Sorenson: It is a fascinating area, one I care about a great deal. The first generation of those efforts was focused on managing expenses—electricity, gas and water. The second generation is just now under way—it is about embracing sustainable practices as a way of enhancing associate and guest loyalty. With generation three, we’ll have to wait and watch and see, but I suspect it may include something responsible to government actions. The U.S. government has not been active in global warming so far, except for fuel standards and heavy industry emissions. There is a lot in the works about carbon offsets—I think that could give rise to another set of developments in this area.
HOTELS: What are your key priorities moving forward?
Sorenson: Three things we are focused on now and will remain focused on for the foreseeable future—certainly the next few months and probably longer than that—are first, fighting tooth and nail to drive incremental revenue and take as much market share as we can for our hotels. We will do this using the power of our brands and all sales and marketing channels. That is hugely important.

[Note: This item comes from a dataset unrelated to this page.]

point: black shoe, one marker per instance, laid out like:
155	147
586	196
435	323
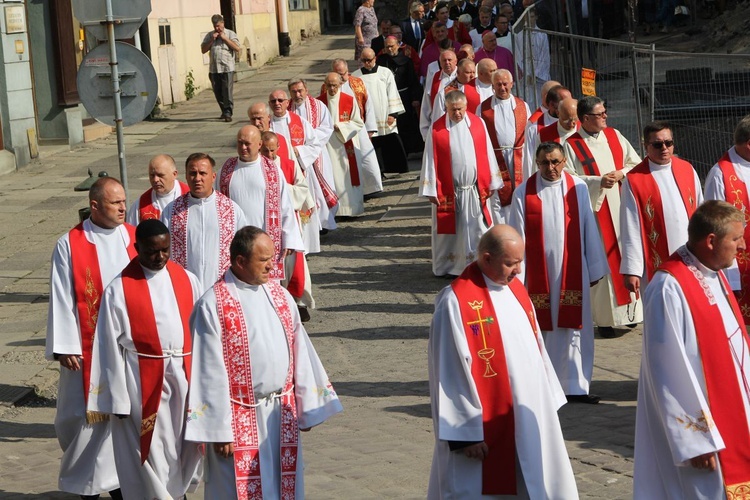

The second thing would be around cost control: Making sure both at the hotel level—where we manage for owners—and for franchisees who have costs associated with managing, that we do everything we can to make our hotels as profitable as they can be, consistent with our brand promise in this environment.
Thirdly, around investment activity, we have already at Marriott seen a shift toward reduced investment levels to make sure our balance sheet is as strong as it can be, and a shift away from new-build projects toward seizing opportunities that a weak economic environment presents. We need to do everything we can to preserve the strength of our balance sheet and have the flexibility to jump on opportunities.
These are priorities the company has articulated for the last couple of quarters, and I think priorities that should continue over the next few quarters. They are not driven by my new title.